Materials and methods
Oncomine database analysis
Oncomine (http://www.oncomine.org), which contains 715 datasets and 86,733 samples, was utilized to examine the cyclins mRNA expressions between GC and normal tissues.38 The thresholds were restricted to the following: P-value: 0.05; fold change: 2.0; gene rank: all; and data type: mRNA. We performed comparisons by cancer vs normal analysis. Fold change, P-value, gene rank, and sample sizes were obtained from studies that showed statistically significant differences.
Then, the GSE13861, GSE27342, GSE13911, and GSE19826 datasets were employed from Oncomine database, and the raw data of cyclins expressions were downloaded. After normalization, a meta-analysis was conducted by Review Manager. The standardized mean difference was calculated. P-value <0.05 was considered to be statistically significant. Heterogeneity among studies was evaluated by the Cochran’s Q test and I2 statistic. The P-value for Cochran’s Q test <0.1 or I2>50% was considered to be heterogeneous. Pooled analysis was applied with a fixed-effects model if no heterogeneity was detected. Random-effects model was applied if any heterogeneity existed.
For validation, the expressions of cyclins for GC patients in The Cancer Genome Atlas (TCGA; https://cancergenome.nih.gov/) dataset were analyzed. The TCGA GC data included 32 normal and 375 GC samples.
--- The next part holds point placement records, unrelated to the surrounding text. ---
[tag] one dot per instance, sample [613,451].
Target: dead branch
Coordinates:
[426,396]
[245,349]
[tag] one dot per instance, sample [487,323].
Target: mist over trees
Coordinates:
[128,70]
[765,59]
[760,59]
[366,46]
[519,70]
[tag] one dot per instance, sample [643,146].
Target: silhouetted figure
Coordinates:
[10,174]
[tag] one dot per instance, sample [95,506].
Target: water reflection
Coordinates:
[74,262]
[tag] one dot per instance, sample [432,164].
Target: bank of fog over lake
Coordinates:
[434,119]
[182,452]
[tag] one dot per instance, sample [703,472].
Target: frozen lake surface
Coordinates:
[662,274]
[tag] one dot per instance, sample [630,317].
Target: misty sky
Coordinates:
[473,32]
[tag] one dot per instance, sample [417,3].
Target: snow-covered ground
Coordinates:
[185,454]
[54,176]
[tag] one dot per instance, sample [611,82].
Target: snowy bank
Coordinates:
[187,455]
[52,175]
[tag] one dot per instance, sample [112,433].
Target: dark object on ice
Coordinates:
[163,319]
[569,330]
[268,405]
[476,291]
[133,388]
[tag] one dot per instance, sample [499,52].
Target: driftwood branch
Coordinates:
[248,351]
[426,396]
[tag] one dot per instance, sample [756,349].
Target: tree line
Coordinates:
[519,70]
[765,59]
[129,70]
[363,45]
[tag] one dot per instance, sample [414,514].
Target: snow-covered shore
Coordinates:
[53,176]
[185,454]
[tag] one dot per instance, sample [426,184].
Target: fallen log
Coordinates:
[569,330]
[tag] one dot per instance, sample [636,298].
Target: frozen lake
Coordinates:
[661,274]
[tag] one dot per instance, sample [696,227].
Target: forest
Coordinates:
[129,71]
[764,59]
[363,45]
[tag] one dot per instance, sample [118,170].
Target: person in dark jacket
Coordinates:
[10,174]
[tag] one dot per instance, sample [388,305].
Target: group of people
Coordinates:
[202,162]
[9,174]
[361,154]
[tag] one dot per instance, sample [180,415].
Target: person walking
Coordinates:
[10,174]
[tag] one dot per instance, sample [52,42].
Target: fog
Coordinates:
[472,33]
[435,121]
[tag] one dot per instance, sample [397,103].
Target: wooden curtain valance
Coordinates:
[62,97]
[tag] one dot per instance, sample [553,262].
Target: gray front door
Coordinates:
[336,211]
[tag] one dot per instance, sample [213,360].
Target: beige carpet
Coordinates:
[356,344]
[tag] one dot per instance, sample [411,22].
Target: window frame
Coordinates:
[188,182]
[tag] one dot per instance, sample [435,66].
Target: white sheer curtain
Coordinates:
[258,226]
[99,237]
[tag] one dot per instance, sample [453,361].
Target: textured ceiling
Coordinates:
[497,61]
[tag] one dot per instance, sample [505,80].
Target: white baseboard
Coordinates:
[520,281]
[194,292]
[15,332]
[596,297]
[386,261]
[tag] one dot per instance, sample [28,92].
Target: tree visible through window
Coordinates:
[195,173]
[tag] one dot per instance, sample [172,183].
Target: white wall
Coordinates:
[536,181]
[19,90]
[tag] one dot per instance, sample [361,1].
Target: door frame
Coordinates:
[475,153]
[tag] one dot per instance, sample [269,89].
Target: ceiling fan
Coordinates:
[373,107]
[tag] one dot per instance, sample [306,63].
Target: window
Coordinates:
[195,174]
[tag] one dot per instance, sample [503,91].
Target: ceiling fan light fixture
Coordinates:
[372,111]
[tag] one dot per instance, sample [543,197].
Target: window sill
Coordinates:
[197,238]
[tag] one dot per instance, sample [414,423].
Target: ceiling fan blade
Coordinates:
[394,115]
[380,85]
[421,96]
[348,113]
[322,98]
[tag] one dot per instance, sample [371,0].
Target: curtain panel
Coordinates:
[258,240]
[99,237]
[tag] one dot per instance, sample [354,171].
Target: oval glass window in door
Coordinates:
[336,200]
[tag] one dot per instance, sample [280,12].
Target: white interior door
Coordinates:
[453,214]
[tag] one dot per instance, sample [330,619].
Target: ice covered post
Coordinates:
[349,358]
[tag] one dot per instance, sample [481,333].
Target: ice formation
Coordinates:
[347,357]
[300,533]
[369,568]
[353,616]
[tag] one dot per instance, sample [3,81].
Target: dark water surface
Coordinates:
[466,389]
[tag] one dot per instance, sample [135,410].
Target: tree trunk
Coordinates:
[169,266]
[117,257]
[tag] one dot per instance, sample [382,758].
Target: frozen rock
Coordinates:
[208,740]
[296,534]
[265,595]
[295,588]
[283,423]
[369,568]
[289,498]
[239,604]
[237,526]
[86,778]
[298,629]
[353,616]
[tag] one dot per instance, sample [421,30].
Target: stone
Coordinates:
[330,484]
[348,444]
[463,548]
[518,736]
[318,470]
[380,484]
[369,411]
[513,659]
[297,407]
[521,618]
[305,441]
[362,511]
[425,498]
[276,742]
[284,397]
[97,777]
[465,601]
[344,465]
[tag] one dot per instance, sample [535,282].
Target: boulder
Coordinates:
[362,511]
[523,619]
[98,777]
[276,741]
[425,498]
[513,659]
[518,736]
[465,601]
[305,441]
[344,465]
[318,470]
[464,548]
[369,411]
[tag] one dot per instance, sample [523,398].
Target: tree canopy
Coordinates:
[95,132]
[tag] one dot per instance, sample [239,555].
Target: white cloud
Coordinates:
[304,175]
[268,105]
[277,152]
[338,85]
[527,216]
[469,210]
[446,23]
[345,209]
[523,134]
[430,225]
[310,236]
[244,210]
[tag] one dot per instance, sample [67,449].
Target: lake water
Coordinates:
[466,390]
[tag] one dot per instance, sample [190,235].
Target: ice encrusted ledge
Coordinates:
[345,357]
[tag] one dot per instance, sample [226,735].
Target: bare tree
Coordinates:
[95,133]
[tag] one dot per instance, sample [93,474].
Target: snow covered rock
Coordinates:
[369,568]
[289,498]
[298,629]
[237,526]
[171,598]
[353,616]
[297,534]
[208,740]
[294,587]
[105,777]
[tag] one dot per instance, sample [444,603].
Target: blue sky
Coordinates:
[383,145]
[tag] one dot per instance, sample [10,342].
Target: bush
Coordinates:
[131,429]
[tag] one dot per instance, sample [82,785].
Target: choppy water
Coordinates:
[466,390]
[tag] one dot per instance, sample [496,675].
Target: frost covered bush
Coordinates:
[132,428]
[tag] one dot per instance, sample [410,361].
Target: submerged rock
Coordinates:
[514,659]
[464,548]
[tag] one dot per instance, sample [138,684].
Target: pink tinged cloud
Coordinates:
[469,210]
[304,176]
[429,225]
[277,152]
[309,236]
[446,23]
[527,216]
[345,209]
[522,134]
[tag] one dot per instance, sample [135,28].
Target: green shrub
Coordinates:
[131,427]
KM Plotter database analysis
KM Plotter (http://kmplot.com/analysis/) is capable of assessing the effect of 54,675 genes on survival using 10,461 cancer samples.39 Currently, it contains 5,143 breast, 1,618 ovarian, 2,437 lung, and 1,065 GC patients with a mean follow-up of 69/40/49/33 months, respectively. The prognostic roles of cyclins in GC were assessed by KM Plotter. GC patients were divided into high- and low-expression groups by the median values of mRNA expression. The overall survival (OS) of GC patients was measured by calculating logrank P-value and hazard ratio (HR) with 95% CI. Number of cases, HRs with 95% CIs, and P-values were extracted from the KM Plotter webpage. In this study, “array quality control” was selected, and “exclude biased arrays” without follow-up. The GSE14210, GSE15459, GSE22377, GSE29272, and GSE51105 data-sets were employed for pooled survival analysis from KM Plotter database.
Literature search of expression and prognosis of cyclins in GC
A comprehensive PubMed literature search was performed to identify expression and prognosis of cyclins in GC. The following keywords were used: “gastric cancer”, “stomach adenocarcinoma”, “gastric adenocarcinoma”, “survival”, “prognosis”, “gene expression”, “CCNA2”, “CCNB1”, “CCNB2”, and “CCNE1”. The prognosis roles of cyclins were reviewed by comprehensive literature search.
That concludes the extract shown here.